Labor force?  Why do you want to force labor?  The unjust corvee system was one of the reasons for fall of the greedy and corrupt ancien regime.  You're a monster.

I don't disagree with your point that AOC is unfairly milking this.  I'm just correcting the notion that this is how econ profs speak to each other in seminars. This wasn't a problem of an econ geek trying to speak to the hoi polloi, it's someone using an awkward phrase in an odd way.

Hassett isn't a monster for calling people capital stock.  He's a monster because he chose to serve a monster who is destroying a great nation. 

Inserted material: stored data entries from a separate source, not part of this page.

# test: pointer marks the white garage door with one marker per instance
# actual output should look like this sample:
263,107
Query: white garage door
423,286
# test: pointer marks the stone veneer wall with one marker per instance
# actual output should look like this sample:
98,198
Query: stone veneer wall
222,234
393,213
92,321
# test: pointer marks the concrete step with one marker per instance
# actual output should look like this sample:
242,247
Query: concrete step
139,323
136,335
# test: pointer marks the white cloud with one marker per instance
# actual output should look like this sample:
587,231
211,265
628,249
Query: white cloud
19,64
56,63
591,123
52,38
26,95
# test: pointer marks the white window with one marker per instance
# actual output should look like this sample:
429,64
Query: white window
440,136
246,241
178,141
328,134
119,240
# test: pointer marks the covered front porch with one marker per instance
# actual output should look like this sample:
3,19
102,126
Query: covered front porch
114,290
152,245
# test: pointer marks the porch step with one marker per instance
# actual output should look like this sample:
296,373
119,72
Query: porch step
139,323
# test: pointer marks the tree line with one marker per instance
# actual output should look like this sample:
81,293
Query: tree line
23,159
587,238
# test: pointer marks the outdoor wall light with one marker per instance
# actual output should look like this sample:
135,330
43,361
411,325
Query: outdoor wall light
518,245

Well and also for being responsible for the worst title of a financy book ever.
The purpose of studying economics is not to acquire a set of ready-made answers to economic questions, but to learn how to avoid being deceived by economists.
--Joan Robinson

The Minsky Moment

Quote from: grumbler on May 28, 2020, 07:54:34 PM
Quote from: Eddie Teach on May 28, 2020, 07:45:40 PM
I'm not sure why an economist would be predicting covid deaths.  :hmm:

Two words:  Trump.  Administration.

This is the administration that assigns Jared Kushner to be one of the 14 tsars of the Covid crisis response.

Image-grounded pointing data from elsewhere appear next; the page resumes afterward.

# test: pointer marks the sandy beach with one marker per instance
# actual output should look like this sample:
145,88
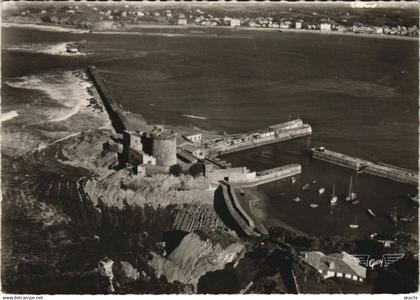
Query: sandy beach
164,26
45,27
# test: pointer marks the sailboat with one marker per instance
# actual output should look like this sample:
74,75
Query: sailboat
354,225
351,196
370,212
334,198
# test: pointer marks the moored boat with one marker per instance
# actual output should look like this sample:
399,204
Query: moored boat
351,196
334,198
370,212
297,199
354,225
408,219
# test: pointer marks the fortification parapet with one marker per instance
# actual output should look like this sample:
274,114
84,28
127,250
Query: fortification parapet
164,148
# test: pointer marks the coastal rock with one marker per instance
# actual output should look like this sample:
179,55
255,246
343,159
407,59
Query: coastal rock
194,257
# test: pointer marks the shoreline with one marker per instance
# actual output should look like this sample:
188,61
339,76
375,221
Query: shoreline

Bingo - the guy that gave the soundest initial advice on COVID (ignored of course) was the trade guru.  Either because he was the smartest guy left in a pretty dumb room or just the right time of day for that broken clock.
The purpose of studying economics is not to acquire a set of ready-made answers to economic questions, but to learn how to avoid being deceived by economists.
--Joan Robinson

Syt

President Trump: "There's nothing I'd rather do than get rid of my whole Twitter account."

:lmfao: :lmfao: :lmfao:
I am, somehow, less interested in the weight and convolutions of Einstein's brain than in the near certainty that people of equal talent have lived and died in cotton fields and sweatshops.
—Stephen Jay Gould

Proud owner of 42 Zoupa Points.

Tamas

So if you strip legal protection of social media companies from what appears on their platform, won't that result in MORE censorship? At least that's definitely what happened in Hungary after a similar removal of legal protection over comment sections.

Syt

#25917
Quote from: Tamas on May 29, 2020, 02:42:14 AM
So if you strip legal protection of social media companies from what appears on their platform, won't that result in MORE censorship? At least that's definitely what happened in Hungary after a similar removal of legal protection over comment sections.

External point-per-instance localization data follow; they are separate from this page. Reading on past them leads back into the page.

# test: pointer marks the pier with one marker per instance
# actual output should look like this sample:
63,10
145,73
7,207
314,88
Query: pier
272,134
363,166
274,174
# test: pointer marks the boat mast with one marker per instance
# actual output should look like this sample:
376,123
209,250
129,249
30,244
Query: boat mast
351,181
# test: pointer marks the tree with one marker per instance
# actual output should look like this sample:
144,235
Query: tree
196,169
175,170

Of course. It's similar to the discussion re: copyright in the EU. If the platform becomes responsible and liable for what their users upload to the platform, then they're incentivized to minimize their legal risk, i.e. prevent content from going up in the first place.

What I'm not quite clear on is that Trump wants to a) make platforms responsible for user content and b) prevent them from censoring content, which seems to run counter to each other. So people could upload punishable content and the platform wouldn't be allowed to remove it while still being liable? Guess we have one more reason for installing upload filters.
I am, somehow, less interested in the weight and convolutions of Einstein's brain than in the near certainty that people of equal talent have lived and died in cotton fields and sweatshops.
—Stephen Jay Gould

Proud owner of 42 Zoupa Points.

Syt

I am, somehow, less interested in the weight and convolutions of Einstein's brain than in the near certainty that people of equal talent have lived and died in cotton fields and sweatshops.
—Stephen Jay Gould

Proud owner of 42 Zoupa Points.

Solmyr

Quote from: Sheilbh on May 28, 2020, 06:30:24 AM
I may be stupid, but wouldn't that be more likely to harm the publishing of a lot of conservative/right-wing content at the minute?

I mean if you're also potentially liable for what Alex Johnes says about the Sandy Hook families, for example, you'd shut him down yesterday, no? :mellow:

Even more importantly, you'd shut Donald J. Trump down last year.